La Proclamation royale du 7 octobre 1763 apporte quelques solutions. Sur le plan territorial, The Province of Quebec — car tel est le nouveau nom de la colonie — est amputée aux extrémités pour éviter que les Canadiens n’aient des contacts trop fréquents avec les Français qui ont droit de pêche sur le banc de Terre-Neuve et qui possèdent encore les îles de Saint-Pierre et Miquelon. L’article premier de la Proclamation stipule que
le gouvernement de Québec sera borné sur la côte du Labrador par la rivière Saint-Jean et de là par une ligne s’étendant de la source de cette rivière à travers le lac Saint-Jean jusqu’à l’extrémité sud du lac Nipissing, traversant de ce dernier endroit le fleuve Saint-Laurent et le lac Champlain par 45 degrés de latitude nord, pour longer les terres hautes qui séparent les rivières qui se déversent dans ledit fleuve Saint-Laurent de celles qui se jettent dans la mer, s’étendre ensuite le long de la côte nord de la baie des Chaleurs et de la côte du golfe Saint-Laurent jusqu’au cap Rozière, puis traverser de là l’embouchure du fleuve Saint-Laurent en passant par l’extrémité ouest de l’île d’Anticosti et se terminer ensuite à ladite rivière Saint-Jean.

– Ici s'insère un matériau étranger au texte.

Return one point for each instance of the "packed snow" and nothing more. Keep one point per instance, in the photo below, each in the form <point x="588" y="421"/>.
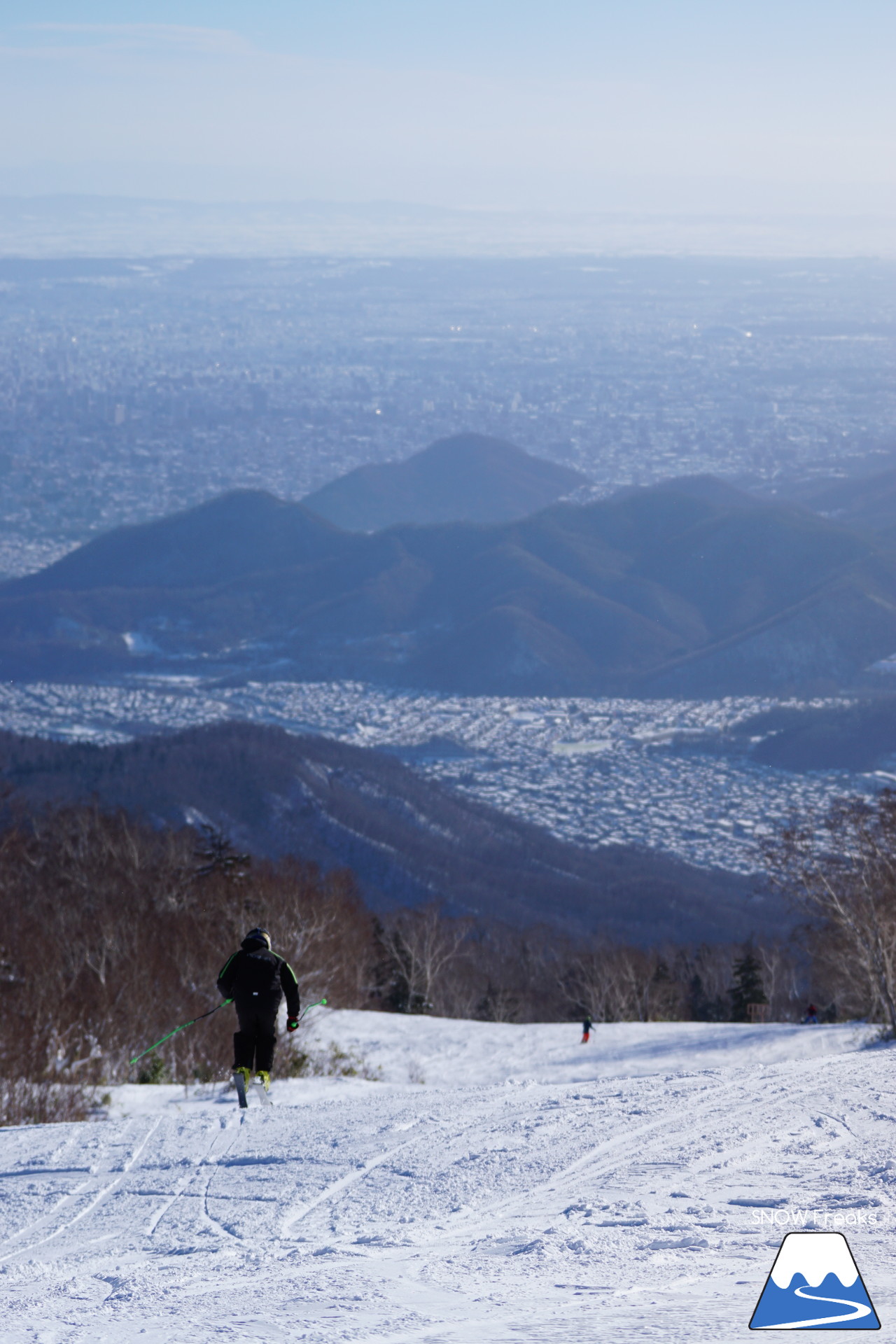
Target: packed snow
<point x="524" y="1187"/>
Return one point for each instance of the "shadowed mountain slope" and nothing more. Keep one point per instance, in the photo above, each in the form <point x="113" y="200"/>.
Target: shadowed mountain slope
<point x="245" y="531"/>
<point x="407" y="839"/>
<point x="468" y="477"/>
<point x="690" y="588"/>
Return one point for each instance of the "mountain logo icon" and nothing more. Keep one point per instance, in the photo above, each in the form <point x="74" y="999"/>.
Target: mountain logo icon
<point x="814" y="1285"/>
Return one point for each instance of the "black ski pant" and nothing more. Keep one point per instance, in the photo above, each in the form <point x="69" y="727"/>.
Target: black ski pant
<point x="257" y="1037"/>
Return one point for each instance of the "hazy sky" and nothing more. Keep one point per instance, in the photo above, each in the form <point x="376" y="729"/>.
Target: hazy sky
<point x="706" y="105"/>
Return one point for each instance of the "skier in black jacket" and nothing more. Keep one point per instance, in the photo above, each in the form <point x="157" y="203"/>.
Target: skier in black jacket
<point x="257" y="979"/>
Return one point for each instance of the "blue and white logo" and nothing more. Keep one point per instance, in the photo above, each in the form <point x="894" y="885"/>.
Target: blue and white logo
<point x="814" y="1285"/>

Le roi permettait aussi, « dès que l’état et les conditions des colonies le permettront », l’établissement de chambres d’assemblée. Cette permission soulèvera plusieurs problèmes dans la province de Québec. Il est vrai que la Nouvelle-Écosse élisait ses propres députés depuis 1752 et que les colonies de la Nouvelle-Angleterre possédaient, elles aussi, des structures administratives semblables, mais une remise en cause des pouvoirs réels de telles chambres d’assemblée commence déjà à créer du remous dans ces colonies.
La Proclamation royale autorisait en outre la création « de tribunaux civils et des cours de justice publique dans nosdites colonies pour entendre et juger toutes les causes aussi bien criminelles que civiles, suivant la loi et l’équité, conformément autant que possible aux lois anglaises ».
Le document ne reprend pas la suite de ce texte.